Exportações recordes de carne bovina colocam pressão sobre cadeia produtiva em 2026

Dependência do mercado chinês e salvaguardas comerciais exigem novas estratégias de escoamento do produto brasileiro

Elaine Oliveria
Capital News

Lucas Eugênio / Seapa GO

Boiada

Boiada

As exportações brasileiras de carne bovina renovaram recorde em 2025, impulsionadas principalmente pela forte demanda da China, que voltou a ser o principal destino do produto. O cenário, no entanto, acende um sinal de alerta para a cadeia pecuária nacional neste início de 2026, diante da adoção de medidas de proteção comercial pelo país asiático.

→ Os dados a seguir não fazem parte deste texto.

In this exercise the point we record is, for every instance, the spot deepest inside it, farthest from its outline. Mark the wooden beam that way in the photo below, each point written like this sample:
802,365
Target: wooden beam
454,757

Pesquisadores do Cepea apontam que, mesmo com a produção brasileira operando em patamar recorde, a imposição de tarifas e cotas de importação pela China — as chamadas “salvaguardas” — pressiona o setor a ampliar alternativas de comercialização, tanto no mercado externo quanto no interno.

Dados da Secex mostram que o Brasil exportou 1,648 milhão de toneladas de carne bovina para a China em 2025, volume recorde e 24,6% superior ao de 2024. O país asiático respondeu por 48% de toda a carne bovina brasileira enviada ao exterior no período.

Com as salvaguardas anunciadas, o Brasil terá, em 2026, uma cota de 1,106 milhão de toneladas para exportação à China. O volume que ultrapassar esse limite será taxado em 55%. Considerando o desempenho de 2025, essa cota seria alcançada entre agosto e setembro. Já com base na média de embarques dos últimos quatro meses de 2025, de 175 mil toneladas mensais, o limite poderia ser atingido já entre junho e julho de 2026.

Em termos de preços, a média geral da carne bovina exportada pelo Brasil em 2025 ficou em US$ 5,15 por quilo, alta de 15,42% em relação a 2024. A China pagou, em média, US$ 5,29/kg, avanço de 17,24% no comparativo anual, fazendo de 2025 o segundo melhor ano em preços, atrás apenas de 2022.

Caso as exportações brasileiras atinjam a cota máxima em 2026, a aplicação da taxa adicional de 55% elevaria o valor médio da carne para cerca de US$ 8,2/kg, considerando os preços de 2025. Esse patamar seria inédito no comércio com a China e superior, inclusive, aos valores historicamente pagos por países europeus, segundo análise do Cepea.